Diese beiden Umstände sind die sündigen Beweggründe geworden in der ganzen Menschheitsgeschichte. Obgleich in vielen Fällen das falsche Zeugnis andere Gründe zu haben scheint, z. B. leichtsinnige Geschwätzigkeit, Klatschsucht und anderes mehr, so ist es beim genauen Hinsehen doch nicht soll. Die Klatschsüchtigen schwätzen nicht wegen ihrer Veranlagung so viel, sondern weil sie durch das Reden über andere von ihrer Person ablenken, oder auch ihre Person ins bessere Licht stellen wollen. Menschen, deren Schuld offenbar zu werden droht, werden sich bemühen, die Schuld anderer noch viel schwieriger hinzustellen, oder sogar ihre eigene Schuld ihnen anzudichten, um im Dunkel des Nächsten selbst unsichtbar zu werden. Der Nächste wird schwarz in schwarz gemalt, um das eigene Grau noch recht hell erscheinen zu lassen.

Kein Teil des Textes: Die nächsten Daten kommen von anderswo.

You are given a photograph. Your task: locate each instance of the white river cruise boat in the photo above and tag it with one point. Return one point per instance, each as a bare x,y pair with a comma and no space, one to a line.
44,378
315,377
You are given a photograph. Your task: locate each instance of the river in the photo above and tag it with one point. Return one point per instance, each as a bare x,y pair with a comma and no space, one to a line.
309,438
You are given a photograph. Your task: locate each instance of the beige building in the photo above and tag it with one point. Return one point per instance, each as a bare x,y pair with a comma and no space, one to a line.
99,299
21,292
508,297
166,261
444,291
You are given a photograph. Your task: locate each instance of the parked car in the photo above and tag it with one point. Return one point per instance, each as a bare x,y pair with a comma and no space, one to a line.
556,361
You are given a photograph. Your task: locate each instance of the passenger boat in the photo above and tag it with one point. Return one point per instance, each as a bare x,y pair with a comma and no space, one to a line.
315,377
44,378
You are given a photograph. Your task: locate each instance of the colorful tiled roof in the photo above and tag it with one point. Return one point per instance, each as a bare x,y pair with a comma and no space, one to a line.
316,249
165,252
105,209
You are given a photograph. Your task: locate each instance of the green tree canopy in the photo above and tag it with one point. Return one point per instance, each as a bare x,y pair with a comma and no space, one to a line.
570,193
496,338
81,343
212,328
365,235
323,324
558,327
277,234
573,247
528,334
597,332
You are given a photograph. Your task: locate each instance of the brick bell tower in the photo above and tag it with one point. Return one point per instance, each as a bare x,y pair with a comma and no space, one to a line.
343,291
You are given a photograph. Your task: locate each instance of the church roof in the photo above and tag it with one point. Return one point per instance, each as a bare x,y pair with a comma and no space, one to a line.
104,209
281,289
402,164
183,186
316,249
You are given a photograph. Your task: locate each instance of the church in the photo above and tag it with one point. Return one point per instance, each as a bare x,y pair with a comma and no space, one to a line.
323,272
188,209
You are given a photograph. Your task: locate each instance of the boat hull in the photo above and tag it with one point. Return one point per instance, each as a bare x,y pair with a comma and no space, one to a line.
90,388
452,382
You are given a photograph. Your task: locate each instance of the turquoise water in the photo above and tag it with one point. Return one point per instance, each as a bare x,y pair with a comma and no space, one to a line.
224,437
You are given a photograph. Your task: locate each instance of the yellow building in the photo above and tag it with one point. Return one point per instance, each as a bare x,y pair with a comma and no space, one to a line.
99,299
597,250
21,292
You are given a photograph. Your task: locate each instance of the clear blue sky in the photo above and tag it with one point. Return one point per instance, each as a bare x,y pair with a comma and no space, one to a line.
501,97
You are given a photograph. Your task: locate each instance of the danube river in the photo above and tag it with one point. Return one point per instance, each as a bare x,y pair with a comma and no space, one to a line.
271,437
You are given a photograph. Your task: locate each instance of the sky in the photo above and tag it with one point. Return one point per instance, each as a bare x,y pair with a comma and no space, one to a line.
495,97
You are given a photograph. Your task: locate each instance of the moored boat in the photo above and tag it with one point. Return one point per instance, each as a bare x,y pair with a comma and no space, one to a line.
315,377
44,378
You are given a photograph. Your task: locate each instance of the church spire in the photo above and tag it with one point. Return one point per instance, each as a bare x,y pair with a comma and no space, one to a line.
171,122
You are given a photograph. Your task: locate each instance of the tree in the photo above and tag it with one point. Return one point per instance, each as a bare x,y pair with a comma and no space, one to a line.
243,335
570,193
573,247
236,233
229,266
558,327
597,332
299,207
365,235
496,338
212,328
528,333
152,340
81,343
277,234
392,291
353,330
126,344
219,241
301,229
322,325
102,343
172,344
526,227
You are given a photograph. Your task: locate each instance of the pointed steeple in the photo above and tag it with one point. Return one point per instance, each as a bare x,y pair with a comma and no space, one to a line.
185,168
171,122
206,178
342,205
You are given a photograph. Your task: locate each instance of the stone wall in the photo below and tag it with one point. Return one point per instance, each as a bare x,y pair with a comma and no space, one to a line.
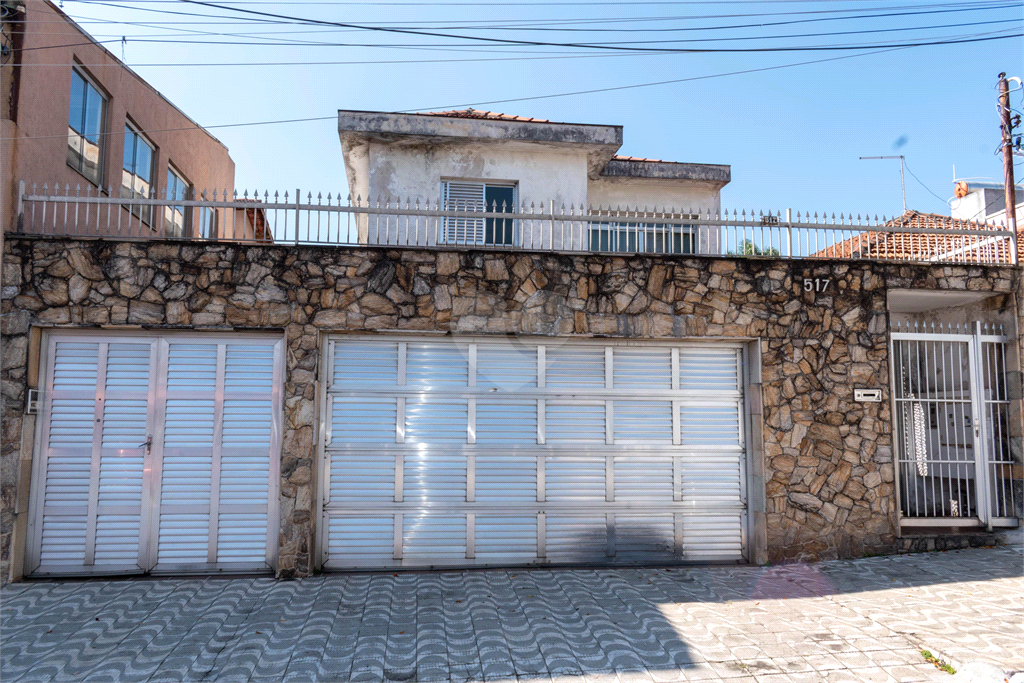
827,460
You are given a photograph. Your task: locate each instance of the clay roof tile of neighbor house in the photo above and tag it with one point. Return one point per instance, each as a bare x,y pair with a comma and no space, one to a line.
476,114
641,159
918,247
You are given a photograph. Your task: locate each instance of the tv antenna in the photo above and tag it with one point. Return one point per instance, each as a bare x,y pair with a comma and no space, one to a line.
902,180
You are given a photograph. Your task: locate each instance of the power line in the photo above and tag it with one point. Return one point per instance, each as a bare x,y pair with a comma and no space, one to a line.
520,24
912,175
510,41
512,99
690,40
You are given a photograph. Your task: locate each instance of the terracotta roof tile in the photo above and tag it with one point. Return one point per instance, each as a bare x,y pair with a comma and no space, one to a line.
916,247
641,159
476,114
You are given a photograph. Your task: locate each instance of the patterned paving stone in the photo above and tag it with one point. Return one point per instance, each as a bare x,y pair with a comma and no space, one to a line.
848,621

Der andere Umstand setzt der Falsch-Zeugnis-Sucht noch die Krone auf. Wenn hinzukommt, dass der Nächste nicht mehr respektiert wird, dann wird zur Begründung der Respektlosigkeit mit den schimpflichsten Dingen verleumdet werden müssen. - Afterreden und Verleumdung sind Begleiterscheinungen der Respektlosigkeit.

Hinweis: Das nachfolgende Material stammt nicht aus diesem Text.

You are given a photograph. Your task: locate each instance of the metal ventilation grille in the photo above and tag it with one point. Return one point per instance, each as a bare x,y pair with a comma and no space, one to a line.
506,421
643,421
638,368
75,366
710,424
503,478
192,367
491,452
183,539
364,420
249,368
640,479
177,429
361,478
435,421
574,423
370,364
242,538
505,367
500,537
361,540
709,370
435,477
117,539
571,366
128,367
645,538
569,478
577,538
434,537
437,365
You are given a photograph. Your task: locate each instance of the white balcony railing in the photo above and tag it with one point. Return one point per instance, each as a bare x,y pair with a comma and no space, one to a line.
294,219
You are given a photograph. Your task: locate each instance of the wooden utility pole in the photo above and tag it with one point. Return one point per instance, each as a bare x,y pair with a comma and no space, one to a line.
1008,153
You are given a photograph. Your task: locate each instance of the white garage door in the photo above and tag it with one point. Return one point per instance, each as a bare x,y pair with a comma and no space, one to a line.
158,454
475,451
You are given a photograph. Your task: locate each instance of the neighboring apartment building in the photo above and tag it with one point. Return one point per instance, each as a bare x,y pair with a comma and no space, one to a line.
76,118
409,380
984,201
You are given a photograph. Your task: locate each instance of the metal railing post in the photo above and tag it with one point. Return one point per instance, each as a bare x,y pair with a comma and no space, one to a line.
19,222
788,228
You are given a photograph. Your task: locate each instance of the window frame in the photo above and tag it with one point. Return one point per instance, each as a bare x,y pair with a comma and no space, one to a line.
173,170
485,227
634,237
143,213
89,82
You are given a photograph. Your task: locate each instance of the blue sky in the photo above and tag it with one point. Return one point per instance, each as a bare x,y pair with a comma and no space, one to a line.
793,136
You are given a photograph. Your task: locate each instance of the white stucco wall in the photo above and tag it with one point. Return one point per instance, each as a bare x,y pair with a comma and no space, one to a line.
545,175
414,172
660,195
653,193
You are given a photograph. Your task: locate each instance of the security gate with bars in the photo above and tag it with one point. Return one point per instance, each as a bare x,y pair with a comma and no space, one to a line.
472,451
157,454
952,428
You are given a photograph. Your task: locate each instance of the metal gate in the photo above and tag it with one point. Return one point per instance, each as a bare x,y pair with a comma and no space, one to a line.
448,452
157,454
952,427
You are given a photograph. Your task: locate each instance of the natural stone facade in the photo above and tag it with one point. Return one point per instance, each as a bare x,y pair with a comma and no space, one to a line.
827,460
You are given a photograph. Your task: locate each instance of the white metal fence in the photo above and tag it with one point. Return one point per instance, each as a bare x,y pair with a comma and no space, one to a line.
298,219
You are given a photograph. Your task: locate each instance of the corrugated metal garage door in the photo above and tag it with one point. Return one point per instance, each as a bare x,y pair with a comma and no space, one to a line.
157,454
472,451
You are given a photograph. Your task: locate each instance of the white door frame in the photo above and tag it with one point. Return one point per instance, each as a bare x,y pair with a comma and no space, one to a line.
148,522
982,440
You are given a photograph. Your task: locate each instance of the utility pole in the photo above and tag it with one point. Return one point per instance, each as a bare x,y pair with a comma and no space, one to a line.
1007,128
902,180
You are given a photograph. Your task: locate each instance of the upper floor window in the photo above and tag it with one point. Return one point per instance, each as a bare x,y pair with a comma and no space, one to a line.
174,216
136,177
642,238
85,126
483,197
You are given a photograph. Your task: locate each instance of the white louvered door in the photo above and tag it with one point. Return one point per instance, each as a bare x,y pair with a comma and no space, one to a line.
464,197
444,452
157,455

Diese Dinge haben der Menschheit in ihrer ganzen Geschichte, sowohl im einzelnen als auch im gesamten Leben unübersehbare Nöte bereitet, Gott hat sie darum unter ein besonderes Verbot gestellt. - Das neunte Gebot reiht sich würdig und wichtig den anderen an.

Die Haltung des geistlichen Menschen

Zum Schluss noch einige Worte über die Haltung des geistlichen Menschen. Der geistliche Mensch kann nicht falsch Zeugnis geben, lügen, afterreden, verleumden, weil er in erster Linie seine Schuld nachzuweisen sucht, und sie zum Kreuze trägt. Wenn er die Schuld des Menschen sieht, dann nur im Sinne der Fürbitte und der Versöhnung. Er achtet ja den anderen höher als sich selbst. Dem geistlichen Menschen ist die Verleumderart restlos fremd, weil ihm die Voraussetzungen und Möglichkeiten dafür fehlen. Er hat keine Veranlassung, seine Schuld anderen aufzubürden, weil er die Befreiung von der Schuld kennt. Nicht mal ein entwürdigender Gedanke oder ein abfälliges Urteil wird ihm aufkommen, weil er alles Urteilen und Richten Gott überlässt.

Der geistliche Mensch trägt das neunte Gebot im Herzen. Den Besitz seines Herzens lebt er vor seinem Nächsten aus. Er wird von seinem Nächsten auch ein Zeugnis ablegen, weil er ein Zeuge ist. Doch ist das ein Zeugnis im Geiste Christi. Dieses Zeugnis hat im Gefolge: „Liebe, Freude, Friede, Geduld, Freundlichkeit, Gütigkeit, Glaube Sanftmut, Keuschheit“ (Gal 5:22)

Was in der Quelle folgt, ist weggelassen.